• Yu Kuai's avatar
    nbd: fix race between nbd_alloc_config() and module removal · c55b2b98
    Yu Kuai authored
    When nbd module is being removing, nbd_alloc_config() may be
    called concurrently by nbd_genl_connect(), although try_module_get()
    will return false, but nbd_alloc_config() doesn't handle it.
    
    The race may lead to the leak of nbd_config and its related
    resources (e.g, recv_workq) and oops in nbd_read_stat() due
    to the unload of nbd module as shown below:
    
      BUG: kernel NULL pointer dereference, address: 0000000000000040
      Oops: 0000 [#1] SMP PTI
      CPU: 5 PID: 13840 Comm: kworker/u17:33 Not tainted 5.14.0+ #1
      Hardware name: QEMU Standard PC (i440FX + PIIX, 1996)
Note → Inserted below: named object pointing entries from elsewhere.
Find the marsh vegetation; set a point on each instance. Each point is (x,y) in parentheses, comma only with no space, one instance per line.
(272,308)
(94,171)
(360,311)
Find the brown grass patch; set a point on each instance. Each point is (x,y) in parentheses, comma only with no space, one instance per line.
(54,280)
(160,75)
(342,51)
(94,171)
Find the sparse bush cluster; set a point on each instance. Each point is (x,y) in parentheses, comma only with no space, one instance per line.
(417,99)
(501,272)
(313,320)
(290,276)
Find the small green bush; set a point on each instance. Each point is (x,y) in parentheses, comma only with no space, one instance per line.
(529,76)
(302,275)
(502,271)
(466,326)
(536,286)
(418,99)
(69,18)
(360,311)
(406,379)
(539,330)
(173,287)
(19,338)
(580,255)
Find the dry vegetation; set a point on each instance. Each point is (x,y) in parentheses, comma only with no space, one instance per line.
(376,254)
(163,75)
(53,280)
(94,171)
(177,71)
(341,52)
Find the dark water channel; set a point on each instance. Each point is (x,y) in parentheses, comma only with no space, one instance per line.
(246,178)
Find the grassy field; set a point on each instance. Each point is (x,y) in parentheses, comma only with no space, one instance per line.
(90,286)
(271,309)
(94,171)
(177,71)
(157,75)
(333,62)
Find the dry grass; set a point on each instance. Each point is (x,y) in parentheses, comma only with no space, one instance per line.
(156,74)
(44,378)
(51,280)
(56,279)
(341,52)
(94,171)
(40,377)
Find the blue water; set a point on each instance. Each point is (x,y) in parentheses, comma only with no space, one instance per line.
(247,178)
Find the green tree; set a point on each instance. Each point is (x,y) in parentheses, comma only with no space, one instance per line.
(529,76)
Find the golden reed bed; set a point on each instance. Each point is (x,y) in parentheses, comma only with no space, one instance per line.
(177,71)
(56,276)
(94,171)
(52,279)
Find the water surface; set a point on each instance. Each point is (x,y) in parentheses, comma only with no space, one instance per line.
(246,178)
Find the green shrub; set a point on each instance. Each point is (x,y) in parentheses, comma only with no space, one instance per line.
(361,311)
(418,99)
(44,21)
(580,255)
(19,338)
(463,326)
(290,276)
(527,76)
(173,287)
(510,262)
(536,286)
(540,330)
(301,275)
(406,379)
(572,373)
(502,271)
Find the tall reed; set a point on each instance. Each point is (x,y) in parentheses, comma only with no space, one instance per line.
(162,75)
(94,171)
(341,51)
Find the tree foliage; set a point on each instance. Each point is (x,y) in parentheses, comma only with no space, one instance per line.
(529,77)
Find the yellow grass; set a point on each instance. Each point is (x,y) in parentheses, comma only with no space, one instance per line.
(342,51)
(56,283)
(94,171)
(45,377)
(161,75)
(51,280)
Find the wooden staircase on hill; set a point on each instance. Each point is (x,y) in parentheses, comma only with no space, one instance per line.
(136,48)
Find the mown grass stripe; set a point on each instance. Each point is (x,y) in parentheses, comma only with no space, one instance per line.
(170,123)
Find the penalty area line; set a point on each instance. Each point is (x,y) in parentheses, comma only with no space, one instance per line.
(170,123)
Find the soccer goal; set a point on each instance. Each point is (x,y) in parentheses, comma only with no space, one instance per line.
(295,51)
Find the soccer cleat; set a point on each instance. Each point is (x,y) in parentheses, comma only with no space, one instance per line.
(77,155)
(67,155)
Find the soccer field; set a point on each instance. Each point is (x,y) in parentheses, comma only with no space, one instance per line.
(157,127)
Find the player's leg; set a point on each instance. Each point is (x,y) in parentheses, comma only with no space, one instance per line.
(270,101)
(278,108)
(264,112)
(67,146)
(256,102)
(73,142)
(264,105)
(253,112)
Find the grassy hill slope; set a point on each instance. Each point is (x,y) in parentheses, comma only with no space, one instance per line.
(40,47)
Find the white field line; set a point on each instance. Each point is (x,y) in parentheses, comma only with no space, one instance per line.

      Workqueue: knbd16-recv recv_work [nbd]
      RIP: 0010:nbd_read_stat.cold+0x130/0x1a4 [nbd]
      Call Trace:
       recv_work+0x3b/0xb0 [nbd]
       process_one_work+0x1ed/0x390
       worker_thread+0x4a/0x3d0
       kthread+0x12a/0x150
       ret_from_fork+0x22/0x30
    
    Fixing it by checking the return value of try_module_get()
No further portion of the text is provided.